Asked about the furor over Dallas Green's quotable critiques of misplays that angered teammate Greg Luzinski, Schmidt shrugged.


"Dallas Green has tried to change the personality of the ball club," Schmidt said. "At times he's gone overboard. Dallas believes it's OK to deal with games in the press.


"Around here, that's fuel for the media. It makes good reading but it doesn't do much for the unity of the ball club. But we'll overcome it."


The manager is thick-skinned.


"We need a few games like this – so Bull (Luzinski) will be happy," said Green. "Schmitty looks like he's back in the groove. When he's hot, he can stay in the dugout and still hit it."


Green blamed lack of offense for the forgetable road slump, so Schmidt's return was a welcome sight.


"It was just a matter of time 'til the guys started swinging the bats," he said. "Pete Rose, Lonnie Smith, Schmitty – they haven't been hitting. When 3-4 guys aren't swinging the bat, they're the ones who invariably come up in a jam."


Schmidt, whose hitting and fielding hit rock bottom in Cincinnati, came out smoking against McWilliams. After Bake McBride singled to center, Schmidt drilled his record-breaking homer to center field to give the Phils a 2-0 lead.


Schmidt even responded to the crowd's ovation by coming out of the dugout and tipping his cap.


"If anyone's to blame over the last 10 days, it's been the offense," Schmidt acknowledged. "But that time's over with."

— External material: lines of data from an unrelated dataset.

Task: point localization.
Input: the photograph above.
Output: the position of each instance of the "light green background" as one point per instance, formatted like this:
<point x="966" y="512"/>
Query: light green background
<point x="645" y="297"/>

Atlanta got a run back off Ruthven in the second when Luis Gomez doubled home Bob Horner, who had walked.


The Braves added three runs in the third. Glenn Hubbard's infield single started it. Dale Murphy walked but was wiped out by Chris Chambliss' double-play grounder. Gary Matthews singled Hubbard home and Horner hit his 21st homer – and 16th in 25 games – to left to put Atlanta ahead 4-2.

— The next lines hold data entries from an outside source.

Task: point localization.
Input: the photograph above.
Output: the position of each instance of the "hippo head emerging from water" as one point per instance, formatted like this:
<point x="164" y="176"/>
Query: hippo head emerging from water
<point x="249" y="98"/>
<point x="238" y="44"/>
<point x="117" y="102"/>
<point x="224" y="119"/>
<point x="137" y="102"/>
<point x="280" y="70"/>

Horner also moved within one home run of tying the major-league mark for homers in July. Joe DiMaggio (1937), Hank Greenberg (1938) and Joe Adcock (1956) each hit 15.

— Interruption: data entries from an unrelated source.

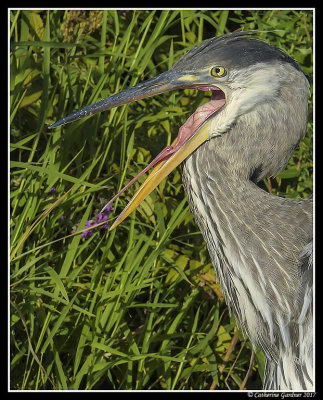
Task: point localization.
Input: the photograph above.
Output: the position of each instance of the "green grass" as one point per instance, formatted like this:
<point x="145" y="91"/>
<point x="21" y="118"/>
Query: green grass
<point x="136" y="308"/>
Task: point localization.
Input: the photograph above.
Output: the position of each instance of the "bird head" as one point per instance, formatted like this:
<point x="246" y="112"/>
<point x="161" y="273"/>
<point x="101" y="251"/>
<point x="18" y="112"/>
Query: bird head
<point x="243" y="73"/>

"Horner can hit," said Ruthven. "He's the best hitter I've ever seen. He's got a quick swing and can wait on the ball, like Bull hits when he's hitting. He swings so easy but it goes so far."


And Ruthven went pretty far himself, pitching all 12 innings to improve his record to 9-7. He could've gone longer but is glad that wasn't necessary.


"I didn't feel I'd lost anything arm-wise," said Ruthven, "but I don't think it was good business for my arm (to pitch any longer). But I had five days' rest."


"Dick got better as he went along," said Green. "He pitched super, making big pitches when he needed them all night long."


The Phils tied the opener 4-4 on a pair of homers. Lonnie Smith tagged his first major-league homer, a shot over the tarps in left center.


"He's got some power and it was nice to see that one go out," said Green, a long-time Smith booster.


Then Schmidt hit his second of the game, 26th of the season and 261st of his career to tie the score. It was the 24th time that Schmidt's hit two homers in a game.


Ruthven retired 10 straight Braves in the middle innings and was in little trouble, though the Phils backed him with some outstanding glovework.


"With as few strikeouts as I had (six), you know they made some great plays behind me," Ruthven said.


The Phils' offense managed just four hits in eight innings against three Atlanta relievers until the 12th against loser Rick Camp.


Then Bob Boone singled, Greg Gross (batting for Ruthven) sacrificed pinch-runner Randy Lerch to second and Smith singled to left, taking second on the throw home as Lerch held at third.


Rose was intentionally walked to load the bases before Bradford came in to strike out McBride and set the stage for Schmidt's game-winning walk.


Atlanta took a 2-0 lead in the nightcap on Bruce Benedict's two-out, bases-loaded single off Larson in the fourth. The Braves got their final run off of Dickie Noles in the ninth.


EXTRA INNINGS  Luzinski's knee swelled after yesterday's workout and Green feels the Bull "won't be back for awhile" from the disabled list... Rose didn't start the second game, although he came in late in the contest... Larry Bowa extended his hitting streak to eight games in the opener, but went hit-less in the second... Bob Walk will face the Braves' Phil Niekro tonight at 7:05 with Steve Carlton against Rick Matula tomorrow at 1:35 p.m.